One of the minor ironies of the liturgical year is that the passage set as the gospel for St Mark’s day was almost certainly not written by the evangelist. It’s important not to misunderstand what this means. Mark 16:9-20 is part of scripture, believed by the Church to be part of dei verbum, the writings through which God’s revelation is authoritatively communicated to the people of God. Facts about human authorship do not alter this. However attempting to grasp those facts can help us understand scripture better: just as Christ is both human and divine, so the Bible is both God’s word and a thoroughly human work, subject to literary norms and capable of being investigated historically.
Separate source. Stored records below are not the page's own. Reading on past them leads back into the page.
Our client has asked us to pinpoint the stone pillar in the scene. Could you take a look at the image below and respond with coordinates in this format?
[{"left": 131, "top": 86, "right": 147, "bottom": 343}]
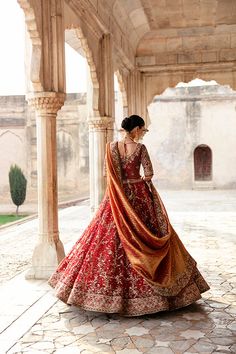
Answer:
[
  {"left": 89, "top": 117, "right": 113, "bottom": 214},
  {"left": 88, "top": 34, "right": 115, "bottom": 213},
  {"left": 127, "top": 70, "right": 145, "bottom": 118},
  {"left": 26, "top": 92, "right": 65, "bottom": 279}
]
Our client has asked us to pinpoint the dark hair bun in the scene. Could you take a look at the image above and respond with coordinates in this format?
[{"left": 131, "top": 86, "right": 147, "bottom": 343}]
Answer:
[{"left": 121, "top": 114, "right": 145, "bottom": 132}]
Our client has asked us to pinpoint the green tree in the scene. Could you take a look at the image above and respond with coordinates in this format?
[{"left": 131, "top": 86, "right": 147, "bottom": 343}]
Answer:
[{"left": 8, "top": 165, "right": 27, "bottom": 215}]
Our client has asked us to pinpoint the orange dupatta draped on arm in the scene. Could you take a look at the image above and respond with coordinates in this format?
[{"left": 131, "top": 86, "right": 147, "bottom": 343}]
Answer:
[{"left": 106, "top": 143, "right": 196, "bottom": 296}]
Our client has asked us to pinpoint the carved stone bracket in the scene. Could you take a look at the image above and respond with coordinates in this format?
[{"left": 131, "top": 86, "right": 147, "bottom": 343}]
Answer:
[{"left": 26, "top": 92, "right": 65, "bottom": 114}]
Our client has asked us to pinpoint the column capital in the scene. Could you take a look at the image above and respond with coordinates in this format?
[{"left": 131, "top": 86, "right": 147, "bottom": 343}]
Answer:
[
  {"left": 26, "top": 92, "right": 66, "bottom": 114},
  {"left": 88, "top": 116, "right": 115, "bottom": 130}
]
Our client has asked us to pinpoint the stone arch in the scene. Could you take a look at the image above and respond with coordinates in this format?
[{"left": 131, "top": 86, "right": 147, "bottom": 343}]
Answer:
[
  {"left": 193, "top": 144, "right": 212, "bottom": 181},
  {"left": 115, "top": 70, "right": 128, "bottom": 116},
  {"left": 66, "top": 27, "right": 99, "bottom": 116},
  {"left": 145, "top": 72, "right": 236, "bottom": 107},
  {"left": 0, "top": 129, "right": 23, "bottom": 143},
  {"left": 17, "top": 0, "right": 43, "bottom": 92}
]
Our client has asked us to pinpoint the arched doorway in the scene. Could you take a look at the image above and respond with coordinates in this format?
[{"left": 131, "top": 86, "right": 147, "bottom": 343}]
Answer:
[{"left": 194, "top": 144, "right": 212, "bottom": 181}]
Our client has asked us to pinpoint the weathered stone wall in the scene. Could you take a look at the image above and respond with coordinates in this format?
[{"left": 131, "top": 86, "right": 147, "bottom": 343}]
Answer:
[
  {"left": 145, "top": 85, "right": 236, "bottom": 189},
  {"left": 0, "top": 96, "right": 29, "bottom": 199}
]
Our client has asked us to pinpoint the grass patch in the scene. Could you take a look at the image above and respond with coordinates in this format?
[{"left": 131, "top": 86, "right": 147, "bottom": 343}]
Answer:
[{"left": 0, "top": 215, "right": 28, "bottom": 225}]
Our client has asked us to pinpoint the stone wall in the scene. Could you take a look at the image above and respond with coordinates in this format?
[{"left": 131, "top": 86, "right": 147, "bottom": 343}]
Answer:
[
  {"left": 0, "top": 94, "right": 89, "bottom": 203},
  {"left": 145, "top": 85, "right": 236, "bottom": 189}
]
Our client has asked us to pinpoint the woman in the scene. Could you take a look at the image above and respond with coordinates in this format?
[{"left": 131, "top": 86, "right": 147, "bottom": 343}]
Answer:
[{"left": 49, "top": 115, "right": 209, "bottom": 316}]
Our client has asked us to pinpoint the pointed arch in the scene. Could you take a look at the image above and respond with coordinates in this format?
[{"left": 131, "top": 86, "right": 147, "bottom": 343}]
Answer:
[{"left": 193, "top": 144, "right": 212, "bottom": 181}]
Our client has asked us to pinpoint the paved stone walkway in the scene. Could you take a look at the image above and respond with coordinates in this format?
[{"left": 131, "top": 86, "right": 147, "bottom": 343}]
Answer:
[{"left": 0, "top": 191, "right": 236, "bottom": 354}]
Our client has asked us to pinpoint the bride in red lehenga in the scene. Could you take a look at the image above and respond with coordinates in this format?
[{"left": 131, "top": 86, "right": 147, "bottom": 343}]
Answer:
[{"left": 49, "top": 115, "right": 209, "bottom": 316}]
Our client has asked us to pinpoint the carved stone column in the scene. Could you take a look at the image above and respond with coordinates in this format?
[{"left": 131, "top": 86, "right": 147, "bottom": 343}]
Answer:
[
  {"left": 88, "top": 117, "right": 114, "bottom": 214},
  {"left": 26, "top": 92, "right": 65, "bottom": 279}
]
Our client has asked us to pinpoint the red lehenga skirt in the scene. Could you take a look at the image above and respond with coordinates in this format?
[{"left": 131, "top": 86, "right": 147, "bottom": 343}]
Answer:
[{"left": 49, "top": 181, "right": 209, "bottom": 316}]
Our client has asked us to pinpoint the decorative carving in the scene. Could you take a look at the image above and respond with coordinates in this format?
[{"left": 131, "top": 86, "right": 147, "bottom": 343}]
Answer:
[{"left": 26, "top": 92, "right": 65, "bottom": 114}]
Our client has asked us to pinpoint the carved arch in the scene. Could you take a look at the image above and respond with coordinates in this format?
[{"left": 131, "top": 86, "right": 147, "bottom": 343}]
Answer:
[{"left": 0, "top": 129, "right": 23, "bottom": 143}]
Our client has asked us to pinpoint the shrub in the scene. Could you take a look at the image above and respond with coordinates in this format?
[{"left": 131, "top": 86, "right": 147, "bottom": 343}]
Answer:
[{"left": 8, "top": 165, "right": 27, "bottom": 215}]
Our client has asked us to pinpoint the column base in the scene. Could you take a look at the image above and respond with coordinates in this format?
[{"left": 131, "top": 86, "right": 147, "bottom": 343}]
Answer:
[{"left": 25, "top": 241, "right": 65, "bottom": 279}]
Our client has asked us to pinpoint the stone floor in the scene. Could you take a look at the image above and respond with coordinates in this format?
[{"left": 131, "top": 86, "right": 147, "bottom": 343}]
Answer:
[{"left": 0, "top": 191, "right": 236, "bottom": 354}]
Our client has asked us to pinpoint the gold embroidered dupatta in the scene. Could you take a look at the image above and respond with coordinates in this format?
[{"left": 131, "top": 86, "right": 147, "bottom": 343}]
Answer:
[{"left": 106, "top": 143, "right": 196, "bottom": 296}]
Our best early manuscripts of Mark’s gospel lack 16:9-20, which read like a precis of resurrection appearances from other gospels (no doubt somebody felt that gospels just ought to have stories about Jesus appearing after the resurrection). Instead, in these sources, Mark ends abruptly:
So they went out and fled from the tomb, for terror and amazement had seized them; and they said nothing to anyone, for they were afraid.
The word that the NRSV translates here as `amazement’ is ἔκστασις· (ecstasis), the sense is of a joyful being taken out of oneself. The combination of ecstasy and fear with which the gospel ends captures beautifully an authentic response to the resurrection. The last thing Mark wanted his readers to read was a description of how the resurrection grips us and transforms us. It is an invitation to those who follow the Risen Christ to allow themselves to be similarly transformed.
Whilst we now read 16:9-20 as scripture, reading the gospel as a text which stops at 16:8 is a useful exercise. The legacy of the suffering Messiah is a group of amazed and frightened women, through whose discipleship the world will be transformed. And we certainly ought to allow ourselves to dwell with the text and reflect on our own responses to the resurrection.